Getting Enough Omega-3s May Help Lower Your Risk of Heart Disease

 Eating a well-rounded diet means mixing up your source of protein, which comes with many health benefits. But how often do you add fish into your menu rotation? Aside from being full of healthy fats, vitamin B, and potassium, here’s another reason to add it to your diet—it may help reduce inflammation in the body and lower your risk of heart disease.

In a recent study published in Atherosclerosis, researchers looked at eicosapentaenoic acid (EPA), and docosahexaenoic acid (DHA), two types of omega-3 fatty acids found in fish and shellfish. Both EPA and DHA have previously been found to lower the risk of heart disease by reducing inflammation.

This is the first study to compare the effect of DHA and EPA on the ability of white blood cells to turn off inflammation and promote healing, Stefania Lamon-Fava, M.D., Ph.D., scientist on the Cardiovascular Nutrition Team at the Jean Mayer USDA Human Nutrition Research Center on Aging at Tufts University, told Runner’s World.

During the 34-week trial, a small group of people first consumed 3 grams of sunflower oil daily (which doesn’t contain omega-3s) for a baseline comparison. Then participants were given fish oil supplements either containing EPA or DHA twice a day, which they took for 10 weeks, with a 10-week period between where they didn’t take a supplement. The EPA and DHA supplements were prepared by a company that specializes in the preparation of fish oil, using sardines from fish farms off the Pacific coast.

Results showed that those taking supplements that contained omega-3s saw lower inflammation, but with slightly different results.

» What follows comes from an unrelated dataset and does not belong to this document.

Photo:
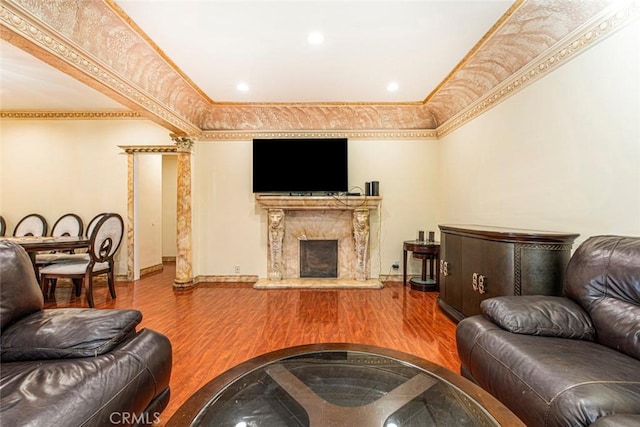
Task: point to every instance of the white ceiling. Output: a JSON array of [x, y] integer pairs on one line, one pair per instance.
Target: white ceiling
[[218, 43]]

Both EPA and DHA reduce the production of pro-inflammatory proteins by circulating white blood cells, with DHA being more effective in that regard than EPA. However, EPA, but not DHA, was found to activate proteins and cells that are involved in the healing process. Therefore, the balance of anti-inflammation and healing is better achieved with EPA than DHA, Lamon-Fava said.

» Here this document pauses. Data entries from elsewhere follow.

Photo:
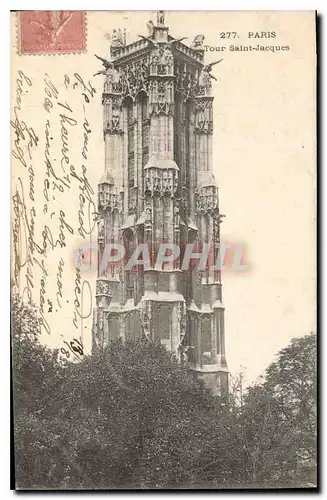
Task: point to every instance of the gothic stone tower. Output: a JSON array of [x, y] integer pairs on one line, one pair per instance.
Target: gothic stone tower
[[158, 187]]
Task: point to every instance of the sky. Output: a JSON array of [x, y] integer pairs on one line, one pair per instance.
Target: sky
[[264, 161]]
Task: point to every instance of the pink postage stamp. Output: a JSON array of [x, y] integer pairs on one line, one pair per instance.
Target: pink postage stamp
[[48, 32]]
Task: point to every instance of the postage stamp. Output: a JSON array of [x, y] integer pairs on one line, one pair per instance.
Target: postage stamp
[[49, 32]]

Currently, the American Heart Association (AHA) and the Dietary Guidelines for Americans suggest two fish meals (4 ounces per serving) per week. However, this study was conducted with doses higher than what can be achieved by two fish meals per week, so in order to see results, supplementation may be needed, Lamon-Fava said.

“Inflammation is the root cause of many chronic diseases, including cardiovascular disease,” Lamon-Fava said. By reducing inflammation, in this case via the omega-3s in fish oil supplements, the progression of cardiovascular disease can be slowed down and, in some cases, reversed.

Bottom line: There is no set recommendation for the amount of EPA or DHA you should have in a day, according to the National Institute of Health, but it is recommended males consume 1.6 grams and females 1.1 grams of omega-3s daily. While you can get these benefits if your diet meets the weekly fish intake recommendations set by the AHA, many runners may find their diet lacking. So, you may want to consider talking to your doctor about supplementing your omega-3 intake with fish oil to boost your heart health.